Kisah Sange Sherpa Pungut Sampah Saat Taklukkan Rinjani100 Ultra

Sange Sherpa

LOMBOK – Ajang trail run bertaraf internasional, Rinjani100 Ultra, tidak pernah kehabisan cerita magis di setiap edisinya. Di balik rute brutal yang menguras fisik dan mental, Gunung Rinjani selalu melahirkan kisah tentang ketangguhan dan karakter manusia. Tahun ini, salah satu narasi paling menyentuh datang dari pelari trail asal Nepal, Sange Sherpa, yang turun bertarung di kategori paling ekstrem, yakni 162 kilometer.

Perjuangan 37 Jam di Atap Nusa Tenggara

Berlaga di kategori terjauh dengan tantangan elevasi yang sangat menyiksa, Sange Sherpa berhasil membuktikan ketangguhan fisiknya. Ia sukses mengamankan posisi Juara 2 di kategori 162K.

Baca Juga:  Profil Sange Sherpa, Pemenang Rinjani 100 Ultra Kategori 162K

Pelari asal pegunungan Himalaya ini menyentuh garis finish dengan catatan waktu yang luar biasa, yakni 37 jam, 9 menit, dan 32 detik. Menyelesaikan rute 162K di Rinjani bukanlah sekadar soal kecepatan, melainkan pertarungan daya tahan dan manajemen kelangsungan hidup di alam liar.

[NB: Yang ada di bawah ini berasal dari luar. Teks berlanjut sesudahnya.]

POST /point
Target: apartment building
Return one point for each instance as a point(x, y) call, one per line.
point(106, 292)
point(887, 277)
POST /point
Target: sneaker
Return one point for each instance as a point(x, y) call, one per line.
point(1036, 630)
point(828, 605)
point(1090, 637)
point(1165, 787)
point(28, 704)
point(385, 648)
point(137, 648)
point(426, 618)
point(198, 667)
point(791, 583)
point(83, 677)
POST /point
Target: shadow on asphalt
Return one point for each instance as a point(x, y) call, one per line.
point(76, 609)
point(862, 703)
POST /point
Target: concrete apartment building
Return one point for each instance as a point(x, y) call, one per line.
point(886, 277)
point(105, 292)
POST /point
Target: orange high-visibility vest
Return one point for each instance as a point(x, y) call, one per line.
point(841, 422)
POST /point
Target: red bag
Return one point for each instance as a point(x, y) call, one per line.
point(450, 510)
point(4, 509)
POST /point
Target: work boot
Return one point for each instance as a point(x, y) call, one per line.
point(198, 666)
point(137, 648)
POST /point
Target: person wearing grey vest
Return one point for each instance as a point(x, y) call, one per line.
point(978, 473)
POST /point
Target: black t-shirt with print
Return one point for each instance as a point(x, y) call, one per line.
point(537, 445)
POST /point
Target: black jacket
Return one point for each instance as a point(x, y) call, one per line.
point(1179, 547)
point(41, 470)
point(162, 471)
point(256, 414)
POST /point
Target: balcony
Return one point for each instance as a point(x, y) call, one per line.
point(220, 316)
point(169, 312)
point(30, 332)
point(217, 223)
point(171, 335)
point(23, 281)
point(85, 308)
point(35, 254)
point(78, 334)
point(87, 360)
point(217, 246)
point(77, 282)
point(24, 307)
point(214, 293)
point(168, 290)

Aksi Simpatik di Tengah Kelelahan Ekstrem

Namun, sorotan utama bagi Sherpa kali ini bukan hanya pada raihan podium atau catatan waktunya. Ada sebuah pemandangan menarik dan luar biasa mengharukan dari perjalanannya menuju garis akhir.

Di tengah kompetisi yang sangat ketat, tekanan untuk mempertahankan posisi, dan rasa lelah luar biasa karena harus terus berlari selama puluhan jam, Sherpa tertangkap mata masih menyempatkan diri untuk memungut sampah-sampah yang berserakan di jalur pendakian. Tindakan kecil di tengah penderitaan fisik yang besar ini menunjukkan kelasnya, bukan hanya sebagai atlet elite, tetapi juga sebagai seorang pendaki sejati.

Baca Juga:  Cerita Dibalik Marathon, Nuge Sempat Dianggap "Aneh"

Pengingat Etika Trail Running untuk Kita Semua

Aksi sederhana yang dilakukan Sange Sherpa menjadi tamparan sekaligus pengingat keras bagi komunitas pelari lintas alam di Tanah Air.

Mengejar Personal Best (PB), mengejar cut-off time (COT), atau bersaing ketat di lintasan balap memang seru dan memompa adrenalin. Namun, menjaga kelestarian dan kebersihan alam yang menjadi arena bermain kita adalah hukum tertinggi yang tidak boleh dilanggar.

Prinsip Leave No Trace (jangan tinggalkan jejak apa pun selain jejak kaki) adalah fondasi utama dari olahraga lari lintas alam. Sange Sherpa telah membuktikan bahwa kelelahan ekstrem dalam sebuah lomba lari ultra bukanlah alasan untuk mengabaikan kelestarian alam.

Baca Juga:  Robi Syianturi Pecahkan Rekor Nasional Half Marathon di Gold Coast Marathon 2024

Selamat atas raihan podiumnya, Sange Sherpa! Terima kasih telah memberikan pelajaran berharga bagi ekosistem trail running Indonesia.